En 2023, un prêtre, don Axel de Toulmont, alors en fonction dans la paroisse, informa les Amis du Vieux Fontaine qu’il s’agissait d’une cuve de bénitier qui méritait peut-être d’être réhabilitée.
L’église Saint-Bernard étant inscrite à l’Inventaire supplémentaire des Monuments historiques, l’association sollicita l’avis d’un conservateur du patrimoine. Celui-ci identifia immédiatement une cuve de bénitier du XVIIIe siècle ornée d’un décor à godrons, un motif constitué d’une succession d’ovales en relief évoquant des coquilles ou des pétales. L’objet avait en outre conservé sa doublure métallique d’origine, ce qui était assez rare, et présentait une jolie mouluration. Toutes ces qualités justifiaient sa mise en valeur.
Comme l’église Saint-Bernard, construite avant 1905, appartient à la commune, le maire, Patrick Chapuis, fut averti. Il contacta la Commission d’art sacré de la Côte-d’Or (CDAS) qui proposa le dessin d’un piédestal. Le projet fut validé par la commune et par le curé de la paroisse.

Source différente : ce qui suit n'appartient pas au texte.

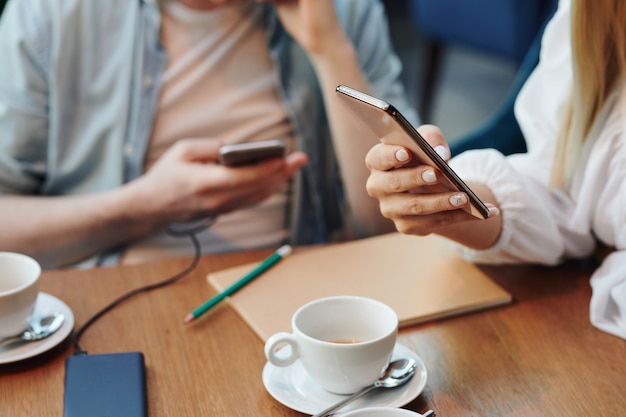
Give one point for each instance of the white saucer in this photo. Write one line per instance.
(46, 304)
(292, 387)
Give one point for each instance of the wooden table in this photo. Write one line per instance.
(539, 356)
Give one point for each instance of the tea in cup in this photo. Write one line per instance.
(343, 342)
(19, 288)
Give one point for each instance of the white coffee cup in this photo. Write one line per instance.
(343, 342)
(19, 287)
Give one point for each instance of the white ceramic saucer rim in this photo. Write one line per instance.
(294, 397)
(46, 303)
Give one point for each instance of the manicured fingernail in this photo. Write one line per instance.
(429, 176)
(402, 155)
(458, 200)
(443, 152)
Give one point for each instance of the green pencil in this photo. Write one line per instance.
(263, 266)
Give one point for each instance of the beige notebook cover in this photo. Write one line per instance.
(422, 278)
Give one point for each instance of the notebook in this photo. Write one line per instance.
(421, 278)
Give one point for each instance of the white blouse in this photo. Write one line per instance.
(543, 225)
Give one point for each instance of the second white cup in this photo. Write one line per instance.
(343, 342)
(19, 287)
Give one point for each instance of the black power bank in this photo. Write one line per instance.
(112, 385)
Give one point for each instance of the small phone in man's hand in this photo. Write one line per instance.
(250, 152)
(392, 128)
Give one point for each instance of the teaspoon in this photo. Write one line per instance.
(38, 330)
(397, 373)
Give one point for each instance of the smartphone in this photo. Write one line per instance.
(250, 152)
(392, 128)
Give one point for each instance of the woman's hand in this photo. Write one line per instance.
(412, 195)
(187, 183)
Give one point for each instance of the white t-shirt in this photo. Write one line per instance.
(219, 83)
(542, 225)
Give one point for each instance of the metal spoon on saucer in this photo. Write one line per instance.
(40, 329)
(397, 373)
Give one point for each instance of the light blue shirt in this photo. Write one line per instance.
(79, 88)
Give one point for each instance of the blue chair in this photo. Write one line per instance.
(509, 29)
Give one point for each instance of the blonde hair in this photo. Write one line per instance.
(599, 64)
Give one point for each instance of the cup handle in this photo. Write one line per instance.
(274, 341)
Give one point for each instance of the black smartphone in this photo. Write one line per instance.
(250, 152)
(391, 127)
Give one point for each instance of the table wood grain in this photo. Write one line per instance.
(537, 356)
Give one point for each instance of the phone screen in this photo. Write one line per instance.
(251, 152)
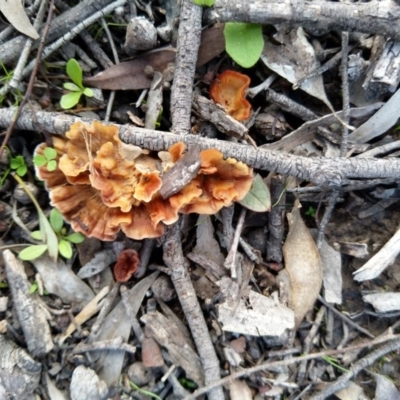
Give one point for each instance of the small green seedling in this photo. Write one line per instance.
(76, 88)
(144, 392)
(64, 240)
(244, 42)
(18, 164)
(48, 157)
(258, 199)
(334, 362)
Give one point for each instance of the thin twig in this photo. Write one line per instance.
(173, 258)
(230, 261)
(29, 89)
(270, 365)
(368, 360)
(346, 319)
(116, 60)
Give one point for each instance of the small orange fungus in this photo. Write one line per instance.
(127, 264)
(101, 187)
(228, 90)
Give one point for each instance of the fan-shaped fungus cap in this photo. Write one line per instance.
(101, 186)
(218, 184)
(127, 264)
(228, 90)
(99, 191)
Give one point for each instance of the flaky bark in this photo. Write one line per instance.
(375, 17)
(322, 171)
(185, 65)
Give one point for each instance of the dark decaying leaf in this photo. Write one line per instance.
(130, 75)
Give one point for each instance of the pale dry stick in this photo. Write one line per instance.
(308, 342)
(174, 259)
(188, 43)
(290, 106)
(380, 261)
(74, 32)
(189, 36)
(323, 68)
(344, 145)
(105, 309)
(110, 102)
(368, 360)
(23, 59)
(375, 17)
(5, 33)
(115, 344)
(345, 133)
(346, 319)
(137, 329)
(254, 91)
(61, 25)
(386, 148)
(91, 44)
(230, 260)
(36, 62)
(270, 365)
(322, 171)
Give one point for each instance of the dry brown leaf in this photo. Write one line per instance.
(302, 264)
(239, 390)
(130, 75)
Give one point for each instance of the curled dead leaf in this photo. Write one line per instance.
(302, 265)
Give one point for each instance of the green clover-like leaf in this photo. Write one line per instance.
(33, 288)
(39, 160)
(22, 170)
(244, 42)
(32, 252)
(56, 220)
(88, 92)
(50, 153)
(37, 235)
(65, 249)
(258, 199)
(72, 87)
(17, 162)
(51, 165)
(75, 238)
(74, 71)
(70, 100)
(207, 3)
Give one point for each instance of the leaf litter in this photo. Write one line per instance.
(246, 308)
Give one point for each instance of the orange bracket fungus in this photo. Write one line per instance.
(103, 186)
(127, 264)
(228, 90)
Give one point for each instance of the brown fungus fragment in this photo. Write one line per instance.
(228, 90)
(126, 265)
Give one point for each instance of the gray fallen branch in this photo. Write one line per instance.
(30, 315)
(375, 17)
(321, 171)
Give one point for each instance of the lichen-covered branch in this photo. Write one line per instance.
(322, 171)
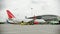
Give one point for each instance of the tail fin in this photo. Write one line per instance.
(10, 15)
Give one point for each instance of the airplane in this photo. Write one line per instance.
(46, 19)
(11, 18)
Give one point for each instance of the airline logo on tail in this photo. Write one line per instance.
(10, 15)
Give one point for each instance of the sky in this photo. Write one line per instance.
(22, 8)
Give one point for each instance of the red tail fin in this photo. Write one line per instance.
(10, 15)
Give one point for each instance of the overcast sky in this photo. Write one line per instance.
(22, 8)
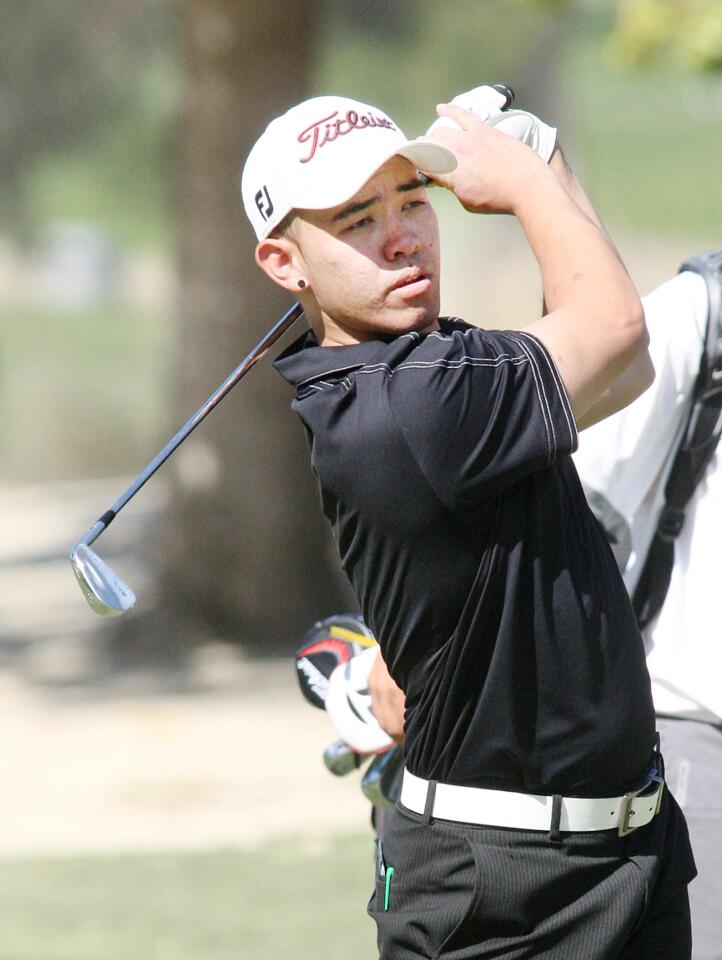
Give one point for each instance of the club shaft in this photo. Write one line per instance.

Les travaux furent financés par la Ville de Fontaine maître d’ouvrage de la réhabilitation. La réalisation fut confiée à la société Tandem dirigée par Florence Harvengt à Semur-en-Auxois, spécialisée dans la conservation et la restauration d’œuvres. La taille de la pierre du piédestal fut exécutée par Simon Ledugne, de l’atelier du Menhir à Torcy-et-Pouligny, route de Semur-en-Auxois. Le choix s’est porté sur une pierre calcaire proche de celle du bénitier. Avec ses lignes rouges correspondant à des bandes d’impuretés naturelles souvent ferreuses piégées dans la roche au moment de sa formation, cette pierre a été difficile à trouver car elle provenait de carrières aujourd’hui disparues.
Le fait que le bénitier ne présente pas de godrons sur une face indique qu’il était à l’origine adossé à un mur. En janvier 2026, sur les conseils de la CDAS, il a été installé sous le porche de l’église, à la place de l’ancien bénitier, lequel a été mis dans la chapelle Saint-Bernard. En retrouvant sa fonction première, ce bénitier avec sa cuve tricentenaire et son nouveau piédestal met en valeur l’entrée principale par la qualité plastique de ses formes et l’élégance de ses volumes.